By Franz Matzner, Natural Resources Defense Council
Republicans in Congress and President Trump have made it easier for oil, gas, and coal companies to bribe foreign governments without accountability. Together, they killed a recently finalized Securities and Exchange Commission (SEC) rule that would have required natural resource extraction corporations to report any payments to foreign governments.
It is important to recognize that this provision originated in the Dodd-Frank Act. It was put forward by a bipartisan set of Senators, including the security hawk, foreign policy leader, and human rights supporter, then-Senator Richard Lugar (R-IN). The provision does not limit or curtail fossil fuel production; it simply requires common-sense disclosure of financial support of foreign governments—an important aspect of maintaining national security protocols.
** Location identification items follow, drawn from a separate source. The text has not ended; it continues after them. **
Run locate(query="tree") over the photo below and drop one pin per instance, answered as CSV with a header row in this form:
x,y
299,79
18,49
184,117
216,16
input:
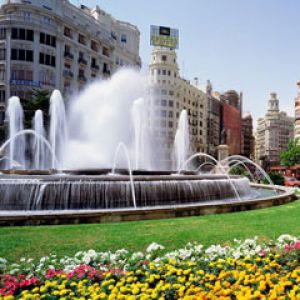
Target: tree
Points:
x,y
276,177
40,100
239,170
291,156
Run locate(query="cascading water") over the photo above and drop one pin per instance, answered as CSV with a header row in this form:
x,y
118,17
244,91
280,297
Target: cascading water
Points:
x,y
102,115
141,134
182,140
15,117
38,147
58,127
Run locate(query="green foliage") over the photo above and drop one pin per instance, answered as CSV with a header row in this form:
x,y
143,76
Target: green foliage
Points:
x,y
291,156
239,170
36,241
276,177
40,100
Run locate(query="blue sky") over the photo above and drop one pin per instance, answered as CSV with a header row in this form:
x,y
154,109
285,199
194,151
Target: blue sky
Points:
x,y
251,46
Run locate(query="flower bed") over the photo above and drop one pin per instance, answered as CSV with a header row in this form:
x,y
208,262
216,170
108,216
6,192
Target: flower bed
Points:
x,y
245,270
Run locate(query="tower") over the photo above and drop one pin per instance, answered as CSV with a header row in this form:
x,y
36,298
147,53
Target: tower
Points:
x,y
273,103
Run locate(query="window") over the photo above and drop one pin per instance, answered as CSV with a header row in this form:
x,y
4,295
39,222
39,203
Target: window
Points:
x,y
113,35
163,113
47,77
26,15
2,114
22,34
22,74
68,32
47,20
2,54
21,54
94,46
2,95
105,51
47,39
48,60
81,39
2,33
2,74
123,38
When the oil industry and its henchmen assault safeguards, they roll out standard talking points about saving jobs or improving America’s energy independence. But none of that applies here. This just is a case of abandoning transparency and corporate accountability at the behest of the fossil fuel industry.
Simply put, the repeal of the SEC rule is an attack on global good governance and a breakdown of good governance here in the United States. Even as the Congressional Review Act resolution repealing the measure was under consideration, Senator Lugar lamented to Politico, “It would be a real tragedy for democracy and human rights [if the SEC rule were repealed]….It’s hard to believe this would be such a high priority right now.”
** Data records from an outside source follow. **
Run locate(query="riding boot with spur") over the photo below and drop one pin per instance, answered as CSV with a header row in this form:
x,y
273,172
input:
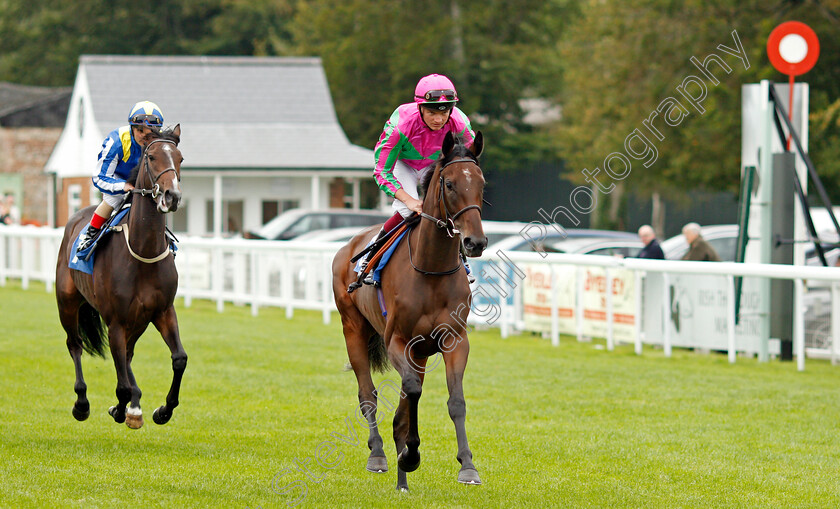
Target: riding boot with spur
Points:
x,y
363,277
87,238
And on the Senate floor, Senator Sherrod Brown (D-OH) recounted how the dictatorial leader of Equatorial Guinea directed the deposit of hundreds of millions of petrodollars meant for his people straight from Exxon’s bank account to his own. Stories like these—tragic tales of corruption and abuse—are exactly what the SEC rule was intended to prevent.
Since the repeal offers no identifiable benefit to the American citizen, the only logical way to explain how it came to be the first policy bill signed into law by Donald Trump is that Big Oil wanted it. And they told the GOP to jump.
That the Republican Leadership prioritized this assault at the behest of Big Oil may not be a surprise. But it should be a clear signal to the public that Republican leaders, Trump, and his Fossil Fuel Cabinet are putting polluters above taxpayers, public health, and transparent foreign policy.
Indeed, Politico reported earlier this month that ExxonMobil’s former CEO, now Secretary of State Rex Tillerson, took the unusual step of traveling to Washington to personally lobby the Republican co-sponsor of the provision during deliberations over the 2010 Dodd-Frank bill. According to Politico, “He also explained that the provision would make it especially difficult for Exxon to do business in Russia, where, as he did not need to explain, the government takes a rather active interest in the oil industry.”
This should be alarming to all Americans—not just those concerned about the environmental costs of continued expansion of fossil fuel extraction. Tillerson’s confirmation raised questions of whether he would act in the interest of the American people, or continue to put Exxon—and even Russia—first. The President and Republican Congress do not intend to do so, if their repeal of this common sense SEC rule is any indication of where they are heading.